More than any other reason, the idea that this magical, universally connective blend of soul, blues, and country was finally added to a song purely about love, is important. “Kiss An Angel Good Mornin’” was a stylistic progression for the groundbreaking star. Pride had hits, but they were all perhaps a bit bittersweet, and not so entirely based in love and love alone. His other 1971 hits, “I’m Just Me” and “I’d Rather Love You,” include lyrics in the latter like, “If tonight should be our last night together I’m not sorry that we fell in love at all / If tomorrow sun should find me hurtin’ for you I know / That the price for loving you would still be small,” and as for the former, it’s a song that is humble, but also feels like all of the things a mate says when they’re trying to console themselves for falling short of satisfying someone who is just a bit out of their league.
“Kiss An Angel Good Mornin’” celebrates honoring your mate at the start and close of every day as the key to maintaining a happy and fulfilled marriage.

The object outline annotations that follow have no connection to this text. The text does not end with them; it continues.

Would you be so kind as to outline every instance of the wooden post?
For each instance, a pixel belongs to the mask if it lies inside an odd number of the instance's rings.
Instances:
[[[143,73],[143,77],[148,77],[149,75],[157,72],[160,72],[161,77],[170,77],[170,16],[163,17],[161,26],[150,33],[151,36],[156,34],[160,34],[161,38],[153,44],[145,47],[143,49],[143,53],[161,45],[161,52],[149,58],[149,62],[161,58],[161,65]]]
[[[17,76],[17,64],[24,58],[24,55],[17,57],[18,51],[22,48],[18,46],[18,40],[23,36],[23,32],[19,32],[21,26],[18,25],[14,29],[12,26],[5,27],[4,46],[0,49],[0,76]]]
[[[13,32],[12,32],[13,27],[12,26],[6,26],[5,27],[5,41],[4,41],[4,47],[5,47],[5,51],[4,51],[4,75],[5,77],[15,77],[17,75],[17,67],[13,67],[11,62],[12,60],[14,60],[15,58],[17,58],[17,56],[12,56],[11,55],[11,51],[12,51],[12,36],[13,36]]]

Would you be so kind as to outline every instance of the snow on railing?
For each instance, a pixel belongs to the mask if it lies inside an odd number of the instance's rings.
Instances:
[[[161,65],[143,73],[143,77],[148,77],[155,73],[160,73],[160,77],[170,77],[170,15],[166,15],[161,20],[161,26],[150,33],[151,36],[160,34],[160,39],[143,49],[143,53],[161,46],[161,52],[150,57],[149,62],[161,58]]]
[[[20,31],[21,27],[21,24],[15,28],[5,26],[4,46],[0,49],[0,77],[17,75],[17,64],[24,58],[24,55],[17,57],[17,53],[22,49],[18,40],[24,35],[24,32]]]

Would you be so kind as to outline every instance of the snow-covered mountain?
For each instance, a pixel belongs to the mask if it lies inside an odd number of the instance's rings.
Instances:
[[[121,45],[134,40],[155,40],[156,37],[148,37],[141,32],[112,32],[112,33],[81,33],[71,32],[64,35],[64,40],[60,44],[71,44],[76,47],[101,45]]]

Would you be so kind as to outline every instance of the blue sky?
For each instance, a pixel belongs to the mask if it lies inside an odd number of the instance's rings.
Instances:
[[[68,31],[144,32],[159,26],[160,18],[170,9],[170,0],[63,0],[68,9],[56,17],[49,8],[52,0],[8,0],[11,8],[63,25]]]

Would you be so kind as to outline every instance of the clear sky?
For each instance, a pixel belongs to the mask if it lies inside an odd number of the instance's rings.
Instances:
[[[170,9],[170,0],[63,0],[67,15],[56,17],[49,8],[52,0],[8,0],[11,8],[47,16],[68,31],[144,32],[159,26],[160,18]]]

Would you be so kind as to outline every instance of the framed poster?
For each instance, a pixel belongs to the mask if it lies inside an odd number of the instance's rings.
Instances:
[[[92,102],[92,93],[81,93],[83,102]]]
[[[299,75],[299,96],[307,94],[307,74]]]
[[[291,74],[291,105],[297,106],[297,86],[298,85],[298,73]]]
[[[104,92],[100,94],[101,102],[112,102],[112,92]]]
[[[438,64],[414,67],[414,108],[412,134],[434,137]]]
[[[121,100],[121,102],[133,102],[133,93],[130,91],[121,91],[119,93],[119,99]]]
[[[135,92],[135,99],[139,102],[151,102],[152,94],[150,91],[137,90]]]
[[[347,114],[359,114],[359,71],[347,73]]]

If looking at the rest of Pride’s previous hit output as a prelude, the arrival at the incredibly simple notion of kissing and loving, instead of undercutting your own expectations, lamenting a last night together, straying from love (“When The Snakes Crawl At Night” and “Does My Ring Hurt Your Finger?”), or other more complex issues faced in a relationship. Ultimately, the achievement of conveying life’s simple joys with a magnificent voice over complex countrypolitan rhythms and melodies — instead of discussing complex emotions over those same types of tracks — is the greatest victory of Pride’s signature song.
The success of “Kiss An Angel Good Mornin’” led to Pride achieving being both the Country Music Association’s Male Vocalist of the Year and winning a Grammy for Best Male Country Vocal Performance. In regards to Pride breaking out in 1971 — in relation to other hits of the era — Clement told Ken Burns the following in his 2019 Country Music documentary for PBS: “All the music sounded alike. And there was no real movement in it; no changes. It was all just kind of ‘sticky’. I thought it ought to be a little more inventive. I thought it ought to move out a little bit. And it finally did.”